Samuel Read Anderson (February 17, 1804 – January 2, 1883) was an American businessman and military officer in the Mexican-American War. He was the Postmaster of Nashville, Tennessee, from 1853 until 1861 and then was a Confederate Brigadier General during the American Civil War. He commanded a mixed brigade of infantry and cavalry in the Eastern Theater in Virginia until the spring of 1862 when he was forced to resign because of ill health. Anderson later supervised the Confederate military draft in Tennessee until the end of the war.

==Early life and career==
Samuel R. Anderson was born in Bedford County, Virginia to Robert Anderson, formerly an officer in the American Revolution. His family moved westward, first to the Kentucky frontier and then to Tennessee where he was educated and raised. By the mid-1840s he had married and become a successful businessman and one of the leading citizens of Davidson County, Tennessee.

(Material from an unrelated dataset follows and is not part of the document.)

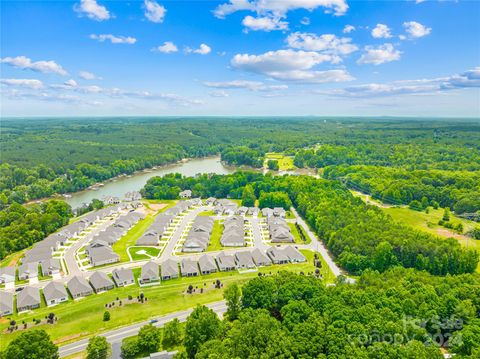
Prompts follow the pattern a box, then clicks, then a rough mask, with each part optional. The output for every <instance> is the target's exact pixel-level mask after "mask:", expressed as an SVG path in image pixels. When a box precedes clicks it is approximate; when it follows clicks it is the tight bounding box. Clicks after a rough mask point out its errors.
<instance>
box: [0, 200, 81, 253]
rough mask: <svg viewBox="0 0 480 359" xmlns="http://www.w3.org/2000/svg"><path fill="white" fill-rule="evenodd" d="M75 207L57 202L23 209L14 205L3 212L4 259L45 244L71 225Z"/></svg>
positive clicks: (40, 204)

During the Mexican War, he helped recruit volunteers from the state to serve in the Federal army. He received a commission as the Lieutenant Colonel of the 1st Tennessee Volunteer Infantry Regiment and served with that unit in Mexico.

After the war, he returned to Tennessee and worked for the Bank of Tennessee. In 1853 received a political patronage position as the postmaster of Nashville. He served in that role until the outbreak of the Civil War, when he resigned in May 1861 to join the state's pro-Confederate forces.

==Civil War service==
On May 9, 1861, Anderson, because of his previous military experience and political connections, received a commission from Tennessee's governor Isham G. Harris as a major general in the state's provisional forces. Within a few weeks, those units were formally transferred to the Provisional Army of the Confederate States (PACS) and Anderson became a Confederate brigadier general on July 9.

He commanded a brigade of the 1st, 7th, and 14th Tennessee infantry and one company of Tennessee cavalry. His troops were transported to western Virginia where he played a role in the Cheat Mountain campaign while serving under Robert E. Lee. He then was assigned to the command of William W. Loring and spent the winter of 1861-62 serving in the mountains of western Virginia before being transferred with his brigade to help in the defenses of Yorktown, Virginia. However, his health has been impaired by the harsh service and he resigned on May 10, 1862, and returned home.

On November 7, 1864, Anderson returned to the rank of brigadier general when at the age of sixty he accepted an appointment from the Confederate President Jefferson Davis, and supervised the Confederate Bureau of Conscription for Tennessee. However, with much of Tennessee in Federal hands, Anderson was forced to establish his headquarters in Selma, Alabama, for the rest of the war.

==Later life and career==

After the Civil War ended in 1865, Anderson was paroled and he returned to Tennessee. He became a prominent businessman in Nashville and was active in veterans affairs.

Samuel R. Anderson died in Nashville on January 2, 1883, and is buried in the Nashville City Cemetery.